See, when I try to pretend I have it all under control myself, I try to tell myself that I've got it, so it's all okay. My goal is to make myself feel safe: It's fine. I'll just do this and then I'll get this done, and then I'll do these other fifteen things before I go to bed. It'll be fine. But this fine is one of denial. I'm not really seeing all the crazy that is swirling around me. I'm not looking at the storm; I'm looking at my preparation for it and telling myself that I brought my umbrella -- it'll be fine!

When the storm hits, though, I am swept off my feet. And the ironic thing is that I still ignore the fact that I'm drowning in the flood, that the winds are whirling around me and I am blinded by the debris in my eyes. I keep yelling over the thunder and the wild gusts that I'm okay, I'm okay, I'm okay. I want to be my own safe place, and I will be, dang it.

But God. Two of my favorite words in the entire Bible.

At some point, I am so overwhelmed that I realize I am not a safe place. In fact, I'm absolutely terrified, and I've spent a lot of time denying it. I've wanted very much to be fine -- so much so that I have not listened to the fear in my heart. I am not safe, and my heart knows it.

It's only in these moments that I go running to Shelter. ...from the end of the earth I call to You when my heart is faint. Lead me to the rock that is higher than I, for You have been my refuge, a strong tower against the enemy (Psalm 61:2-3).
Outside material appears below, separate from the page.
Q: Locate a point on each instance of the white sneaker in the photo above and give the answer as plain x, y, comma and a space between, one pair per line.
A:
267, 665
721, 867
This becomes my heart cry. I need help, and I know it. I am desperate for a place of serenity and peace.

Once I get to Shelter, though, I am disconcerted: I can hear the thunder and the hail and the wind outside. There it is, just outside the shutters. It bothers me. It clamors for my attention. And I get distracted and, frankly, a little annoyed. What gives? I thought this was a safe place!


The strong tower will keep the rain out, will protect me from the wind. That's what it's designed to do. But I have to trust that it will protect me if I want to have any kind of peace. I will never experience any kind of rest if I'm distracted by the crazy. I have to choose rest. I have to choose to stop worrying about the circumstances and the workload and the commitments and my schedule. It doesn't do me any good to be in the shadow of His wings if I don't rest there.

I think that's why Psalm 62:8 starts with an admonishment to trust in Him at all times, O people. Yes, God is a refuge for us. And He has never failed us. He has always protected us. So why don't we trust Him to protect us again? Why don't we trust the Shelter in which we've made our home?

That's really what it comes down to for me: I am in Christ. I am forever held in His everlasting arms. The question that He asks me every day is not whether He is a refuge for me, but whether I will trust Him to be that. Will I try to feel safe, or will I rest in the knowledge that I already am?

It's a question we are all asked, every single day. Every single moment. And every single moment, we get the opportunity to answer it.

May my answer be a resounding YES. Because sometimes adventure is scary, and I need to know that I'm safe.

Because guess what? I am. We are. May we not wait until we are drowning to remember it.